Gasoline prices hit lowest point in 12 years
Low crude oil prices continue to have wide reaching effects as the EIA predicts average gasoline prices this summer will be at their lowest point since 2004. The forecast price for summer 2016, which runs from April through September, is $0.59 per gallon lower than the average price last summer at just $2.04. Monthly average gasoline prices are expected to increase to $2.08 per gallon in June, then fall to $1.93 gallon in September, according to the EIA.
In the United States, more than half of the vehicle-miles driven in a year occur during the summer months. For full-year 2016, EIA forecasts U.S. regular gasoline prices to average $1.94 per gallon. Lower gas prices will translate into an average household savings of about $350 in 2016 compared to 2015, and about $1,000 per household compared to 2014 when retail gasoline prices averaged more than $3 per gallon.
The dramatic drop in crude oil prices is largely responsible for the low gasoline prices, with every dollar of sustained price change for crude oil equating to $0.024 in change for retail gasoline, according to the EIA.

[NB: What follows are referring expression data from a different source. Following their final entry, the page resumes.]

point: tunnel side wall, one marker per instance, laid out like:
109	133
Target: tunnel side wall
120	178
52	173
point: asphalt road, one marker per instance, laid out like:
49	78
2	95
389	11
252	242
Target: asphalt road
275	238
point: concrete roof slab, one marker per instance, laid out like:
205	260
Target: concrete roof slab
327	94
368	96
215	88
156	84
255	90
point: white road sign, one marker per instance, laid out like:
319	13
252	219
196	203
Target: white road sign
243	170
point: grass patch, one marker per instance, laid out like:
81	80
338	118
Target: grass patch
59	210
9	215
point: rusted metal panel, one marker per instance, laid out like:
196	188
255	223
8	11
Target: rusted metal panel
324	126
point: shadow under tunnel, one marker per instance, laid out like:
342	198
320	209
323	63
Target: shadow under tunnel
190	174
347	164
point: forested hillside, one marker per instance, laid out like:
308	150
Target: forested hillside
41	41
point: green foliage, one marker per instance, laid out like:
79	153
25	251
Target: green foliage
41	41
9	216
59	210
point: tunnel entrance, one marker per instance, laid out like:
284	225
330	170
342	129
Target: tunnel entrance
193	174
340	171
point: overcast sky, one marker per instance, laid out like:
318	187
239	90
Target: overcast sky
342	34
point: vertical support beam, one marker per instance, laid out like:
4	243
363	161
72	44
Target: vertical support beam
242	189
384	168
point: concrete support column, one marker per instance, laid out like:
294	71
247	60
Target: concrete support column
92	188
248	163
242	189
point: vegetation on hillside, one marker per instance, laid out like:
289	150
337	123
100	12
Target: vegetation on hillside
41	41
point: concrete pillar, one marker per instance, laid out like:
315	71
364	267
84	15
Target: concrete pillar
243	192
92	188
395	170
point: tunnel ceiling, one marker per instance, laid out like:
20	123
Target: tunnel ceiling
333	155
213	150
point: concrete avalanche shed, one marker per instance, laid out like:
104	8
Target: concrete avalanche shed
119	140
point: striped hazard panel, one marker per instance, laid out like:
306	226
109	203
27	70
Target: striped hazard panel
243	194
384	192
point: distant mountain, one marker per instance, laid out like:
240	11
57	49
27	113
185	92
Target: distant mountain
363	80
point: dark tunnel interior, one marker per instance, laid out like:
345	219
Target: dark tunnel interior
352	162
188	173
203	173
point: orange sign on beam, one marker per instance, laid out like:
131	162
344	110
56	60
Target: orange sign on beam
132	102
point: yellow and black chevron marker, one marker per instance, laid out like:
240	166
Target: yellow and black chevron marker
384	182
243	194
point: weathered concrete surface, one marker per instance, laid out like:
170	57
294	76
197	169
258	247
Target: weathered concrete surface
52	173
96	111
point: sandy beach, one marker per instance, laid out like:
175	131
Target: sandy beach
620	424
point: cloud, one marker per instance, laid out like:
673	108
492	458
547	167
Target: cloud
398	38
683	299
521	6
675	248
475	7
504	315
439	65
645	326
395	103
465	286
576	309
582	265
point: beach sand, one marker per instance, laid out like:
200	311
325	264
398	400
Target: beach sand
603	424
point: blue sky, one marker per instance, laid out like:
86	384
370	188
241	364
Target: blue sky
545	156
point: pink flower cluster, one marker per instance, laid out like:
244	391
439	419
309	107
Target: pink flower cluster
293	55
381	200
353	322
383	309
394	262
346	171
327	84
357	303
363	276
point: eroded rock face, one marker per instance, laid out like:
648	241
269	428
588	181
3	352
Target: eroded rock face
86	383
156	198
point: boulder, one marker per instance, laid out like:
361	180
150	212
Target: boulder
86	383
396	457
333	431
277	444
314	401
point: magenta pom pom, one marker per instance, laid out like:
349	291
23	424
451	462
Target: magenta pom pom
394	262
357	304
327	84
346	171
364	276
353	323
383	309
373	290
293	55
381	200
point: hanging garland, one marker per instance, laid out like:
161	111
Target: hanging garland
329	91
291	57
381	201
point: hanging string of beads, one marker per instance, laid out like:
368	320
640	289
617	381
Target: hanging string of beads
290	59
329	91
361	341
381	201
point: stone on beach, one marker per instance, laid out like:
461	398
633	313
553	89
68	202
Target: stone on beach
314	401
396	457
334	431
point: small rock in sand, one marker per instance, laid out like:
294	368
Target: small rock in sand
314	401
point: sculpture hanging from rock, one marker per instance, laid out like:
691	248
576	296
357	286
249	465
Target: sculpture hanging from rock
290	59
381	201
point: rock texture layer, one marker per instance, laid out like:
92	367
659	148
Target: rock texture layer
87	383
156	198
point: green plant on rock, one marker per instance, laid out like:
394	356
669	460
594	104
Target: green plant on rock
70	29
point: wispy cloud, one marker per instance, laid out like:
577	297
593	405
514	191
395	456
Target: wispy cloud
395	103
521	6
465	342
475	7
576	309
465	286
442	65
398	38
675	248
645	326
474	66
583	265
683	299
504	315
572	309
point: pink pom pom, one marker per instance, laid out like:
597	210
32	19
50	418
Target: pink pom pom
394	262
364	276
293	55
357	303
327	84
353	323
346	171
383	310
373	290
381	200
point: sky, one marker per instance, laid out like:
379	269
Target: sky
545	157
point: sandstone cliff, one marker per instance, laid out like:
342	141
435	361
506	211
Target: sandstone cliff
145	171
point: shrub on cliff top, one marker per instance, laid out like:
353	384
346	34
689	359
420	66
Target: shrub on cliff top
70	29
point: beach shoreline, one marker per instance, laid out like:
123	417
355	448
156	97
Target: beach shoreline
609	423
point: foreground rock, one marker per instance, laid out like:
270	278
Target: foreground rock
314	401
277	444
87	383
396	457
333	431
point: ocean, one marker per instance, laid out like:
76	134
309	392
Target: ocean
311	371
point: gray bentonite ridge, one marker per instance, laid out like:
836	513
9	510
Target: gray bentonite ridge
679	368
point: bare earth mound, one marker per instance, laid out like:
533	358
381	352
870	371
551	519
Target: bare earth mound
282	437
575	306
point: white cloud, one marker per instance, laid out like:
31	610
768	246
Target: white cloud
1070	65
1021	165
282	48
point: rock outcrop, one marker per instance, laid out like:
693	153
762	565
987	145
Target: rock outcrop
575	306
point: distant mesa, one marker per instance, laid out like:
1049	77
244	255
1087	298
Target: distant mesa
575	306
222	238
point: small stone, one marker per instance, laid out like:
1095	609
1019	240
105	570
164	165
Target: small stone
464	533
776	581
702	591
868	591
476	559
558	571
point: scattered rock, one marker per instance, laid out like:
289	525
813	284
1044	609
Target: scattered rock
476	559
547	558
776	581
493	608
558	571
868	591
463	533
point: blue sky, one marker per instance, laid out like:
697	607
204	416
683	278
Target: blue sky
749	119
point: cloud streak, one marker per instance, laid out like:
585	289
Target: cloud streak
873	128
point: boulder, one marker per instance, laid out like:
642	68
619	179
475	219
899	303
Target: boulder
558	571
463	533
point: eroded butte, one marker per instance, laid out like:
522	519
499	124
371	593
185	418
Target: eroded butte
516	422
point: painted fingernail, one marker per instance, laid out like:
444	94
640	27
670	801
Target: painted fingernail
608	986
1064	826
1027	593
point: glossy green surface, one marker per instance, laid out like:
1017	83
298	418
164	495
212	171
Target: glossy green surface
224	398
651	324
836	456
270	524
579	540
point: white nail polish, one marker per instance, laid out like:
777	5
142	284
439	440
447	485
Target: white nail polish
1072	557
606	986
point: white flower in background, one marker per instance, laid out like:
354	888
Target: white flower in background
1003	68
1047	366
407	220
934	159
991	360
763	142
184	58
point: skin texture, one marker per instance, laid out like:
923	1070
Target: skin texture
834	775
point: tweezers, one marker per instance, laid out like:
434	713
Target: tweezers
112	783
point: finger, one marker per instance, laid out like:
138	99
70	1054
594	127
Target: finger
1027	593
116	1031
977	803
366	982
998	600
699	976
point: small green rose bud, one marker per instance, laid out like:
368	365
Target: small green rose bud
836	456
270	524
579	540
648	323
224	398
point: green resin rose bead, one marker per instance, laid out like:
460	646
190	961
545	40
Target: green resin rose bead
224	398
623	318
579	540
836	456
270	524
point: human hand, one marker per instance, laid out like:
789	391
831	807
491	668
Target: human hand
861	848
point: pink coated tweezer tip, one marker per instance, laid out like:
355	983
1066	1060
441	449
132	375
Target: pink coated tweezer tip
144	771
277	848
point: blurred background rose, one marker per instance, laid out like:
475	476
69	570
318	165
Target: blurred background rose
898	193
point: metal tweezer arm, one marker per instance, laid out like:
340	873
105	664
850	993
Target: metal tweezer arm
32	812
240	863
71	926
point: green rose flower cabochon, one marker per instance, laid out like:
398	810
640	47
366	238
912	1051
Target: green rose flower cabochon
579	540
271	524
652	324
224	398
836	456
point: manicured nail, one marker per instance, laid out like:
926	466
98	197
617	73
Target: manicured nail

The price of U.S. gasoline is more closely tied to international crude oil benchmark Brent than its U.S. counterpart WTI crude oil. The EIA expects that the global oil glut will persist through 2016, keeping oil prices below $40 per barrel, about $22 per barrel less than last summer.
The EIA expects wholesale gasoline margins to average $0.47 per gallon this summer, about $0.13 per gallon lower than last summer, despite strong gasoline demand.
Information from the DOE today showed gasoline inventories fell 4.2 MMBO, three-times more than the average analyst forecast, to 239.76 MMBO.
“There’s this gasoline demand and it’s otherworldly. I can’t begin to describe it any other way,” Carl Larry, director of business development for oil and gas at Frost & Sullivan, told CNBC.
The “otherworldly” demand for gasoline will not be enough to boost prices to the same levels as last summer though, said the EIA. Gasoline production has been higher, and several of the refinery outages that caused high prices last summer have been resolved or accommodated by obtaining supply from other sources.
Oil & Gas 360® reported Standard & Poors’ economists’ global economic projections yesterday. “Oil prices are a double edged sword,” S&P Ratings Services economist Satyam Panday said in a webcast. “Still, we think lower oil prices are a net positive for the real economy.”
Panday showed a slide that addressed the lower gasoline prices:
“With the typical American household buying more than 1,000 gallons of gasoline annually, this would be tantamount to a substantial tax cut for American households — a $1 drop is $1,000 for savings, spending or paying off debt.”